Distributed Delayed Stochastic Optimization

TL;DR

This paper analyzes the convergence of delayed stochastic gradient algorithms in distributed settings, showing delays are negligible for smooth problems and proposing methods to overcome communication bottlenecks, achieving optimal convergence rates.

Contribution

It demonstrates that delays in distributed stochastic optimization are asymptotically negligible for smooth problems and develops algorithms that attain optimal convergence despite asynchrony.

Findings

Delays do not affect asymptotic convergence in smooth stochastic problems.

Distributed algorithms can achieve the optimal rate of 1/√(nT) despite delays.
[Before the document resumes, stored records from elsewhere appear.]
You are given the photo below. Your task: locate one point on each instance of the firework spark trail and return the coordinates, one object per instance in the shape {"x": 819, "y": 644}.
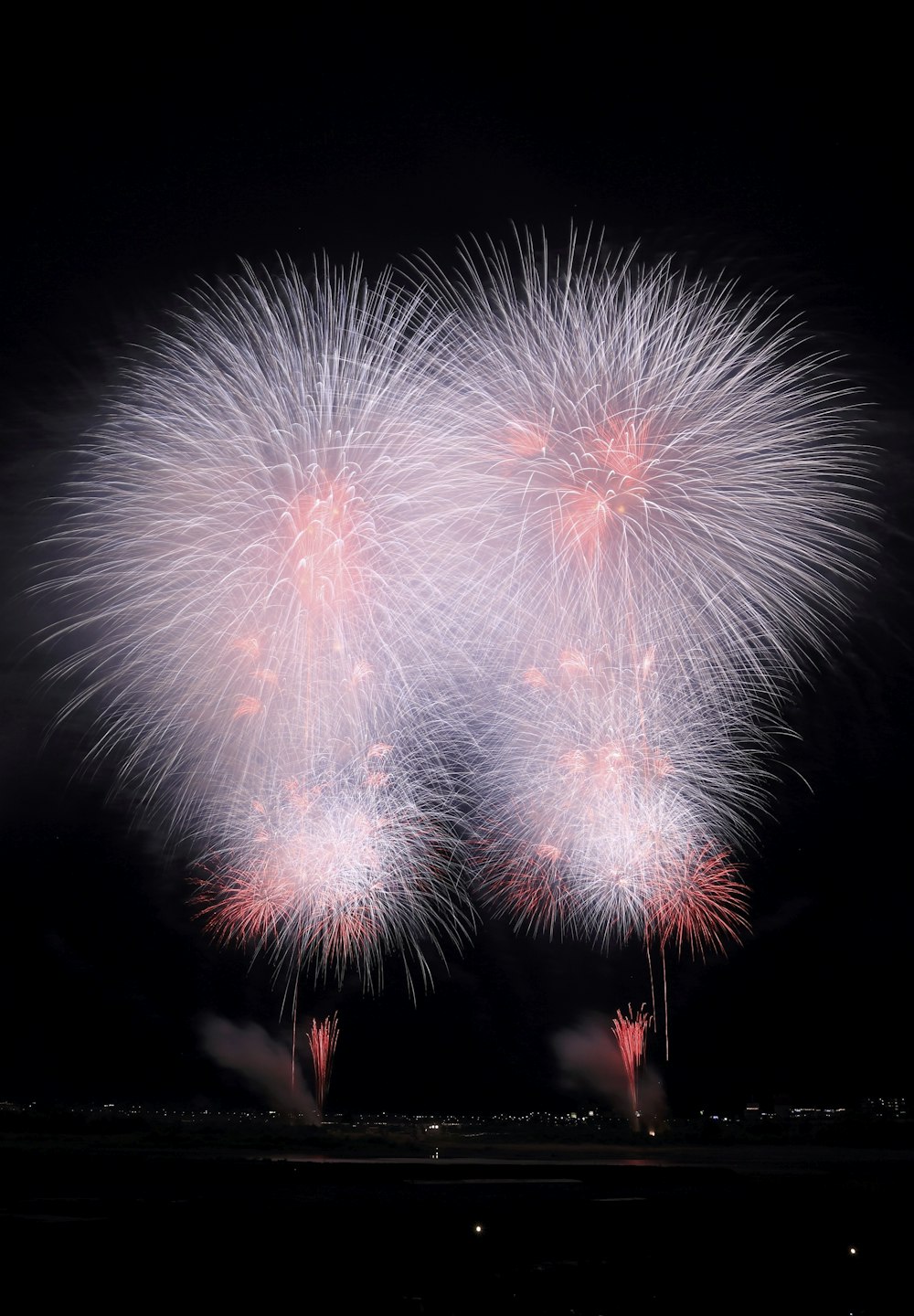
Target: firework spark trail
{"x": 250, "y": 570}
{"x": 631, "y": 1037}
{"x": 322, "y": 1043}
{"x": 663, "y": 502}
Proposed methods improve communication efficiency in distributed optimization.

Abstract

We analyze the convergence of gradient-based optimization algorithms that base their updates on delayed stochastic gradient information. The main application of our results is to the development of gradient-based distributed optimization algorithms where a master node performs parameter updates while worker nodes compute stochastic gradients based on local information in parallel, which may give rise to delays due to asynchrony. We take motivation from statistical problems where the size of the data is so large that it cannot fit on one computer; with the advent of huge datasets in biology, astronomy, and the internet, such problems are now common. Our main contribution is to show that for smooth stochastic problems, the delays are asymptotically negligible and we can achieve order-optimal convergence results. In application to distributed optimization, we develop procedures that overcome communication bottlenecks and synchronization requirements. We show $n$-node architectures whose optimization error in stochastic problems---in spite of asynchronous delays---scales asymptotically as $\order(1 / \sqrt{nT})$ after $T$ iterations. This rate is known to be optimal for a distributed system with $n$ nodes even in the absence of delays. We additionally complement our theoretical results with numerical experiments on a statistical machine learning task.